From mboxrd@z Thu Jan  1 00:00:00 1970
From: James Bottomley <James.Bottomley@SteelEye.com>
Subject: RE: [2.4.21] Spurious ABORTs
Date: Tue, 27 Sep 2005 15:10:45 -0500
Message-ID: <1127851845.4823.23.camel@mulgrave>
References: <0E3FA95632D6D047BA649F95DAB60E57060CD1E1@exa-atlanta>
Mime-Version: 1.0
Content-Type: text/plain
Content-Transfer-Encoding: 7bit
Return-path: <linux-scsi-owner@vger.kernel.org>
Received: from stat9.steeleye.com ([209.192.50.41]:36253 "EHLO
	hancock.sc.steeleye.com") by vger.kernel.org with ESMTP
	id S1750969AbVI0UKu (ORCPT <rfc822;linux-scsi@vger.kernel.org>);
	Tue, 27 Sep 2005 16:10:50 -0400
In-Reply-To: <0E3FA95632D6D047BA649F95DAB60E57060CD1E1@exa-atlanta>
Sender: linux-scsi-owner@vger.kernel.org
List-Id: linux-scsi@vger.kernel.org
To: "Bagalkote, Sreenivas" <Sreenivas.Bagalkote@engenio.com>
Cc: "'linux-scsi@vger.kernel.org'" <linux-scsi@vger.kernel.org>, 'Christoph Hellwig' <hch@infradead.org>, "'hch@lst.de'" <hch@lst.de>, "Kolli, Neela Syam" <Neela.Kolli@engenio.com>

On Tue, 2005-09-27 at 15:48 -0400, Bagalkote, Sreenivas wrote:
> >1. you do clustering, so a reset request could be from a 
> >reservation breaking protocol
>
> I don't have clustering setup. So this is definitely not the reason.
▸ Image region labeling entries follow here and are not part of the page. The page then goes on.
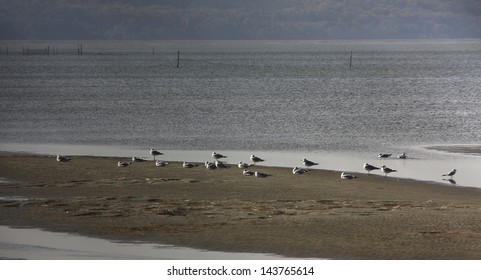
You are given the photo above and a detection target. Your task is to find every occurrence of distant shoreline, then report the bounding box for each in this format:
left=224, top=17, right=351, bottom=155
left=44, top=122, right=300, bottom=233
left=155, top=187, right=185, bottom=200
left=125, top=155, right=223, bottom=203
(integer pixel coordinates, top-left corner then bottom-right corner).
left=0, top=155, right=481, bottom=259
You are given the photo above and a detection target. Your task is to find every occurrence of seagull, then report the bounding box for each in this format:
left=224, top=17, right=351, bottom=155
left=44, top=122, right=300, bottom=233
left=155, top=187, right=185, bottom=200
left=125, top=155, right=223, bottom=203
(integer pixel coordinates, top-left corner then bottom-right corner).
left=443, top=169, right=457, bottom=179
left=341, top=172, right=357, bottom=180
left=215, top=160, right=230, bottom=169
left=254, top=171, right=271, bottom=178
left=381, top=165, right=397, bottom=176
left=397, top=153, right=408, bottom=159
left=212, top=152, right=226, bottom=159
left=242, top=169, right=255, bottom=176
left=251, top=155, right=264, bottom=164
left=117, top=161, right=130, bottom=167
left=150, top=149, right=163, bottom=160
left=182, top=161, right=197, bottom=168
left=292, top=166, right=309, bottom=175
left=302, top=158, right=319, bottom=167
left=132, top=157, right=145, bottom=162
left=364, top=162, right=380, bottom=174
left=237, top=161, right=252, bottom=168
left=204, top=161, right=217, bottom=170
left=57, top=155, right=70, bottom=162
left=155, top=160, right=169, bottom=167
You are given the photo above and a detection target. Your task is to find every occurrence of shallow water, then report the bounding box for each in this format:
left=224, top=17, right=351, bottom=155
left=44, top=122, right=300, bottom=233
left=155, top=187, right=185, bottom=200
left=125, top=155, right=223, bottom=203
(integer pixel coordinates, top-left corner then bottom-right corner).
left=0, top=144, right=481, bottom=187
left=0, top=225, right=288, bottom=260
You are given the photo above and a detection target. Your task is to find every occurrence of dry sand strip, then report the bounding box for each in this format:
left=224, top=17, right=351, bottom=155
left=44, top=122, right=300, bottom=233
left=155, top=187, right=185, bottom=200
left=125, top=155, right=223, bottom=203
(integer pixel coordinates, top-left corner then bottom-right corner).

You might not, but others do.  If you return success to a reset request
without doing anything then the device will stay reserved by the other
system.  i.e. you'll break clustering setups.
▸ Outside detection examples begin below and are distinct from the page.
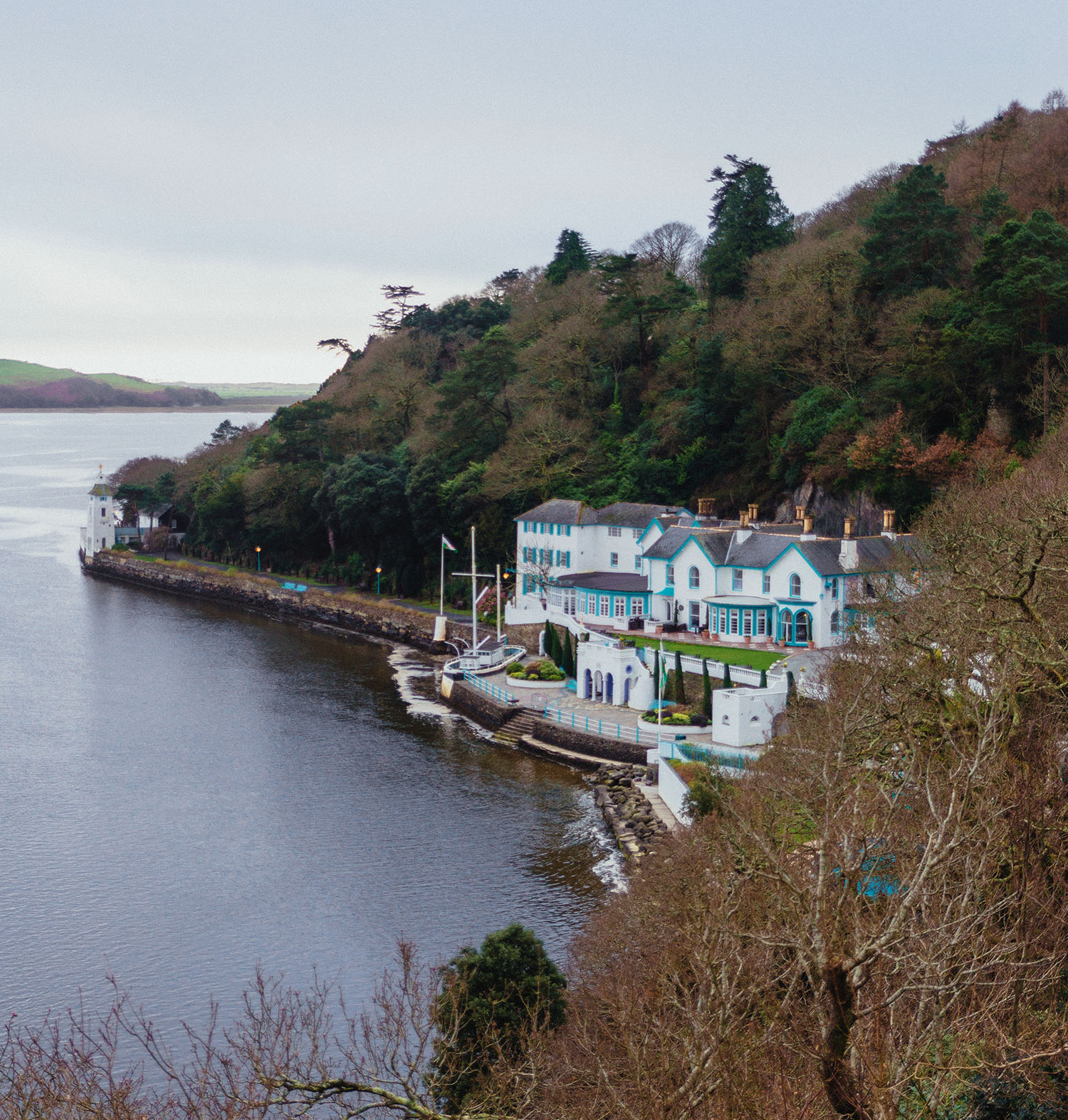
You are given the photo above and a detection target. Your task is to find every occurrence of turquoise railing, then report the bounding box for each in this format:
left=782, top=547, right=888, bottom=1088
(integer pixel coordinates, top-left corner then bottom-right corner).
left=464, top=669, right=515, bottom=703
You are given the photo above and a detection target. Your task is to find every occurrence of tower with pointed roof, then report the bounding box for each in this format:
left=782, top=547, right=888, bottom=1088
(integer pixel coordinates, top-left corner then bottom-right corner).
left=83, top=464, right=115, bottom=559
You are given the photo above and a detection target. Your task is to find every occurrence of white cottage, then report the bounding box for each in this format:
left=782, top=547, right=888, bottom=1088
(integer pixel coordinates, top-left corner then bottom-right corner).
left=82, top=464, right=115, bottom=559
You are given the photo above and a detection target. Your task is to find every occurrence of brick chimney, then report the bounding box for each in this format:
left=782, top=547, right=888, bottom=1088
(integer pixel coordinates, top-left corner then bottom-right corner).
left=839, top=518, right=860, bottom=571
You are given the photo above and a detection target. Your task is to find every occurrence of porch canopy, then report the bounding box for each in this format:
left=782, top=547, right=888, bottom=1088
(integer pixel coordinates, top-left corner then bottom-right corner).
left=701, top=595, right=775, bottom=607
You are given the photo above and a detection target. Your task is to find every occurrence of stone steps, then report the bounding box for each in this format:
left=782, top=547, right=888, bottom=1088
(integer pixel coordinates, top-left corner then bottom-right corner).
left=493, top=711, right=534, bottom=747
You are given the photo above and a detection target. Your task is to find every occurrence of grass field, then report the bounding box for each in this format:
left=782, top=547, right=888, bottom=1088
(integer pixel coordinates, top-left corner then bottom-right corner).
left=0, top=358, right=319, bottom=402
left=628, top=635, right=782, bottom=669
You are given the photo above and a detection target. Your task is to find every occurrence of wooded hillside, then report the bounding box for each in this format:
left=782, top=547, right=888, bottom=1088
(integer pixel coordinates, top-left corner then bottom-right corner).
left=125, top=92, right=1068, bottom=592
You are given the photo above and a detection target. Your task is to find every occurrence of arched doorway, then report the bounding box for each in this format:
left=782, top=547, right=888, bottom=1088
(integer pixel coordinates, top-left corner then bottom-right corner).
left=779, top=610, right=794, bottom=645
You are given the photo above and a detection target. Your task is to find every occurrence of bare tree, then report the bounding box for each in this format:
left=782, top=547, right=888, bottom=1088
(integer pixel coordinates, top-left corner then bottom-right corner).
left=630, top=221, right=703, bottom=276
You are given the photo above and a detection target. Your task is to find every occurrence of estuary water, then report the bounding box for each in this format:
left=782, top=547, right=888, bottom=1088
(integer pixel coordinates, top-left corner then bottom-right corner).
left=0, top=412, right=618, bottom=1032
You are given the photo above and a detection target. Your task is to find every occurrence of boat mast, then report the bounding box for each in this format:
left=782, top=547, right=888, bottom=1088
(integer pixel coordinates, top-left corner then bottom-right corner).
left=471, top=525, right=478, bottom=653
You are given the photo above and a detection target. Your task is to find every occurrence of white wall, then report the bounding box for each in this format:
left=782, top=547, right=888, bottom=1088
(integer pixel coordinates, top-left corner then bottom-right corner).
left=708, top=673, right=786, bottom=747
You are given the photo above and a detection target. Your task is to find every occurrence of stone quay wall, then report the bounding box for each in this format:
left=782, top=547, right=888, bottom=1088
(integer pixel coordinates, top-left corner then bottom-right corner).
left=83, top=552, right=450, bottom=655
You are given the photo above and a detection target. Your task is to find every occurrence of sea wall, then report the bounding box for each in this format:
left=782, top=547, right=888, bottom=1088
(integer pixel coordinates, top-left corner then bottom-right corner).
left=84, top=552, right=450, bottom=654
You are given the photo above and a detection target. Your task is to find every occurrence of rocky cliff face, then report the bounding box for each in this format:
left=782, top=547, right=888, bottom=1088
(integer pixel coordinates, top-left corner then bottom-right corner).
left=775, top=478, right=882, bottom=536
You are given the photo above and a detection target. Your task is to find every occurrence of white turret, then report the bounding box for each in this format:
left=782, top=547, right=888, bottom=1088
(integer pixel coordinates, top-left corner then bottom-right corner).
left=83, top=464, right=115, bottom=559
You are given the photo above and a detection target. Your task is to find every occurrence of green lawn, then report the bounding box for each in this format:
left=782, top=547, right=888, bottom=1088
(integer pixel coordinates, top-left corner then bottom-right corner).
left=628, top=635, right=784, bottom=669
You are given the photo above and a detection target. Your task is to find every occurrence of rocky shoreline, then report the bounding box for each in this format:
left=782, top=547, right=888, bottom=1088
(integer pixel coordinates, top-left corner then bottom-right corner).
left=587, top=763, right=669, bottom=860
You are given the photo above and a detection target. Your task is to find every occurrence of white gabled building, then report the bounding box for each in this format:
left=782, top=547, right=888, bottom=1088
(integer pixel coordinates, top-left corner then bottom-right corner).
left=82, top=465, right=115, bottom=559
left=506, top=500, right=910, bottom=647
left=505, top=498, right=690, bottom=625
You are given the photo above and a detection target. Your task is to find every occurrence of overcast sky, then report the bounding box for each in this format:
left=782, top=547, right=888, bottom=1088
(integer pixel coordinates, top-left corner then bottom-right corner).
left=0, top=0, right=1068, bottom=381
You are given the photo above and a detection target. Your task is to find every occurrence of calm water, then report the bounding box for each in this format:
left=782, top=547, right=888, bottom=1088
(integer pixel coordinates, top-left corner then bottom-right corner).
left=0, top=413, right=618, bottom=1039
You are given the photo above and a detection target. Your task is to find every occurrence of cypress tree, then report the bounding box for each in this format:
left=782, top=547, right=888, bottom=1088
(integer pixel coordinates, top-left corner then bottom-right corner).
left=560, top=631, right=575, bottom=676
left=861, top=164, right=960, bottom=299
left=545, top=229, right=593, bottom=283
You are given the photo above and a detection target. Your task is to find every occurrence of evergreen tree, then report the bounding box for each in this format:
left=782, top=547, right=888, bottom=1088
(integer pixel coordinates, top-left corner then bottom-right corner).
left=545, top=229, right=593, bottom=285
left=560, top=631, right=575, bottom=678
left=975, top=211, right=1068, bottom=434
left=702, top=156, right=794, bottom=310
left=675, top=649, right=686, bottom=703
left=861, top=164, right=960, bottom=299
left=431, top=923, right=567, bottom=1116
> >2. The fact that the eh activated indicates something went 
> >wrong.  If you take no corrective action and the test unit 
> >ready that follows the reset fails or times out then the 
> >device will be taken offline.
> >
> 
> Heavy IOs are going on in the FW while it is rebuilding RAID arrays.
> We expect some of the commands to timeout. But the key is recover
> gracefully. I see that FW is completing _all_ the commands albeit 
> after timing out. When the reset handler is called after all the
> commands are out of the door, I simply return success. Can this
> potentially cause any issues?

As long as the Test Unit Ready that follows the reset succeeds, then no,
this will work and it shouldn't cause any issues other than the
clustering one.

James